The bike itself was typical of running prototypes: flat black in color, external wires leading to data-collection boxes, and looking not much different than a beat-up twin-cylinder courier bike that'd spent years combing London's wet and narrow streets-unless you looked closely, of course. Three other bikes would accompany us that morning: one of Triumph's own Legend TTs, an 883 Sportster and an example of Kawasaki's then-new W650 twin, a bike the Bonnie would be competing more or less directly with when it debuted.

Cathcart had laid out a superb test route for us, one full of winding, medium-speed country lanes, some around-town stuff, and a bit of freeway thrown in for higher-speed evaluation. Despite the cold and soggy weather the ride was good fun and highly informative, and after a stop at a pub for lunch, we made our way back to Hinckley for a debriefing with the R&D folks.

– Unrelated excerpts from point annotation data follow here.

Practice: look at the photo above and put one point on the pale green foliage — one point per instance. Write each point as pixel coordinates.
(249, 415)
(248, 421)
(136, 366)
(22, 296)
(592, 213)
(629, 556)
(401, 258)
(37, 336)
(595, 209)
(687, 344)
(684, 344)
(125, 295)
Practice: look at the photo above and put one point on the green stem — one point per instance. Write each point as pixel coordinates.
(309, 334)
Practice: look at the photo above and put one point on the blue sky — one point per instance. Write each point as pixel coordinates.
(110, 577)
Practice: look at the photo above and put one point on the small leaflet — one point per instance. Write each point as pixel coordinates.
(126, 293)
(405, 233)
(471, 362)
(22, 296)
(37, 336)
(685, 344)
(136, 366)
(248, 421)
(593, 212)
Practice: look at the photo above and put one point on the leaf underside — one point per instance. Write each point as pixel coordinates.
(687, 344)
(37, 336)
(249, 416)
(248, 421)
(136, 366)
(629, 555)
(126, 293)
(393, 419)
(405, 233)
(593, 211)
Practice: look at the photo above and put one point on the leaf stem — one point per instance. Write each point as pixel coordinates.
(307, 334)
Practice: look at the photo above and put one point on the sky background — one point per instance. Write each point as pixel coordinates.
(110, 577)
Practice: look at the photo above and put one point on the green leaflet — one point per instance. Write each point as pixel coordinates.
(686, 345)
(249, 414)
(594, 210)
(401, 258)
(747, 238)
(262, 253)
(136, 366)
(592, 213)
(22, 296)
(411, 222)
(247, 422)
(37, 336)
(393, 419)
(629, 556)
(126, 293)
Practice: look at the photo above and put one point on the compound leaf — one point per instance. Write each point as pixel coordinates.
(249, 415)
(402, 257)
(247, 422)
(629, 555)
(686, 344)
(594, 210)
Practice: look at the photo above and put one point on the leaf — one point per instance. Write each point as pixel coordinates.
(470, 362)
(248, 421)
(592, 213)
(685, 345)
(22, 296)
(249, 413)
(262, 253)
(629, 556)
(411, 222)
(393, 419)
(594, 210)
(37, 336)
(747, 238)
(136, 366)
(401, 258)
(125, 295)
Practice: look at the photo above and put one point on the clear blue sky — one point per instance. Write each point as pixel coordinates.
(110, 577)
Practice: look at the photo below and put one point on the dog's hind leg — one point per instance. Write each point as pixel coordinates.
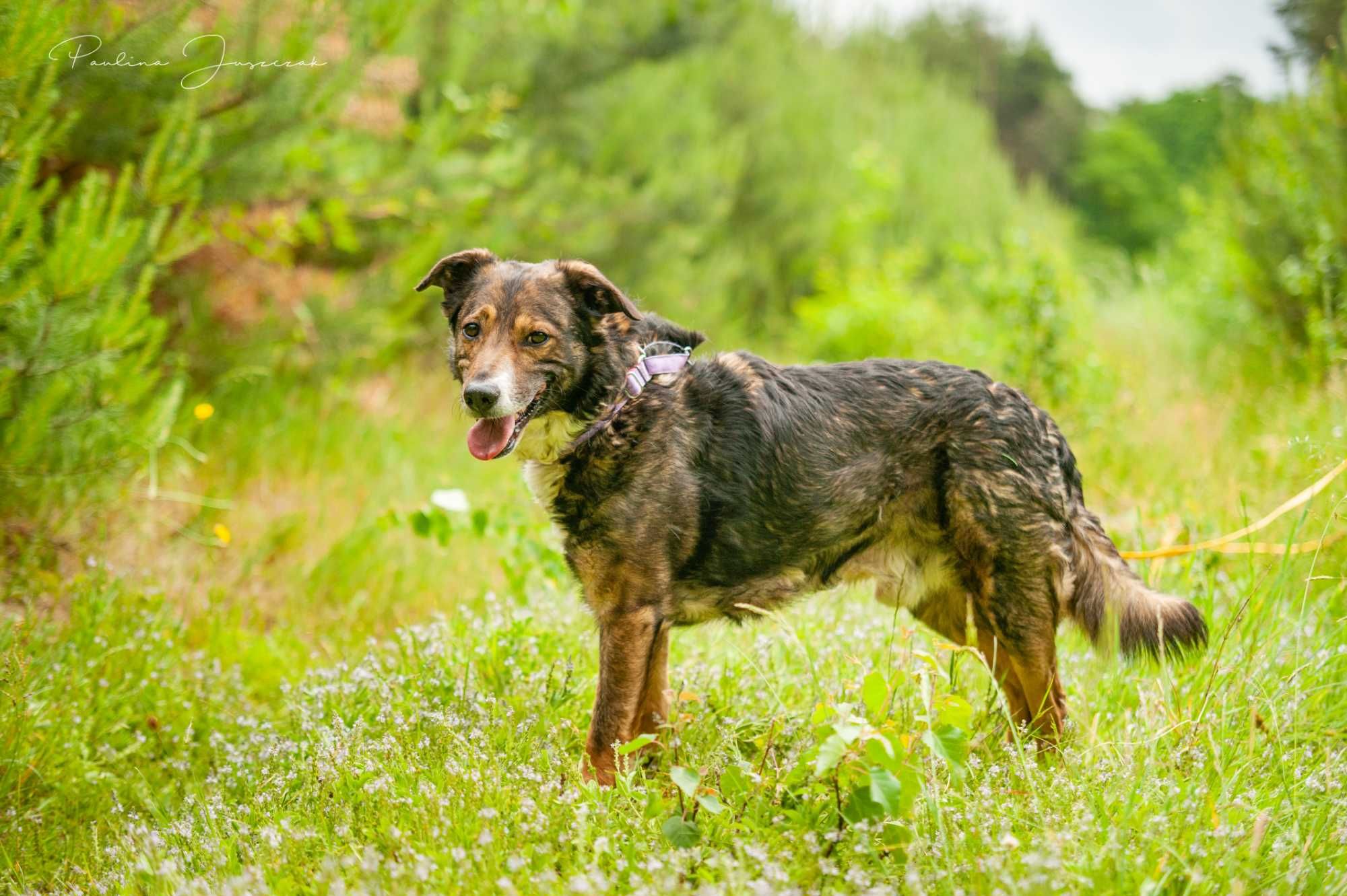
(948, 615)
(655, 703)
(1038, 672)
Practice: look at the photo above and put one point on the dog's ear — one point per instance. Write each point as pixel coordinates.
(595, 291)
(455, 273)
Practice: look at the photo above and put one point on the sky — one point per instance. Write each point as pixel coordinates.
(1119, 50)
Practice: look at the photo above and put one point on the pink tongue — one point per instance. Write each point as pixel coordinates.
(488, 438)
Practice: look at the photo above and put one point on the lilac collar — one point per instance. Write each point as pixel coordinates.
(638, 377)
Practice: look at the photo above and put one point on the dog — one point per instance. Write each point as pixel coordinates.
(723, 487)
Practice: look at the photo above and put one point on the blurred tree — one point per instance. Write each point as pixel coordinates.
(1124, 187)
(1315, 27)
(1136, 162)
(1038, 114)
(1274, 232)
(1189, 125)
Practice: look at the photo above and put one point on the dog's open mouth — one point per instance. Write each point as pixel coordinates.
(496, 436)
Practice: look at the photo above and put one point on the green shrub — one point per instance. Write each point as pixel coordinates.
(1274, 236)
(83, 389)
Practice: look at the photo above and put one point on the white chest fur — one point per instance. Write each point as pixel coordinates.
(539, 448)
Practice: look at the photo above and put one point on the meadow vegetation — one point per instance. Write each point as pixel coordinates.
(244, 650)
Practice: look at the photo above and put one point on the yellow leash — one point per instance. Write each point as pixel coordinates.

The Bonnie prototype was surprisingly good functionally, especially since it was powered by an early prototype engine and still a full year from production. The engine's power level was acceptable, though it delivered the brunt of that power too high in the rev-band. Cathcart agreed, and while he explained I could see the engine team leader slowly nodding as he took notes, almost as if he already knew the motor's midrange could-and should-be fattened a bit. (He did.) The rest of my comments mirrored Cathcart's, though they were nearly nitpicky; the seat foam was both too thin and too soft, letting my butt sink right onto the seat base; the front brake was only marginally acceptable, lacking both adequate power and feel (though it would improve, the team told me, when the bike's production-spec master cylinder was installed); and both ends of the suspension, I felt, could be firmed up just a touch, maybe 10 percent, for the older (and larger) riders that would surely form a significant portion of Bonneville buyers. Cathcart felt the suspension was about right, both compliant and controlled, but then again he's lighter than I am. Either way, the Bonnie's legs were pretty good as-tested.

I finished up with these words on the evaluation form: "Wet weather kept us slow, but overall, pretty impressive. Needs midrange, firmer seat foam, a bit more front-brake power and maybe slightly firmer F&R suspension. Styling seems right." Cathcart added this: "Warren Beatty would have been happy to be seen riding this in a reissue of Shampoo!" Well said!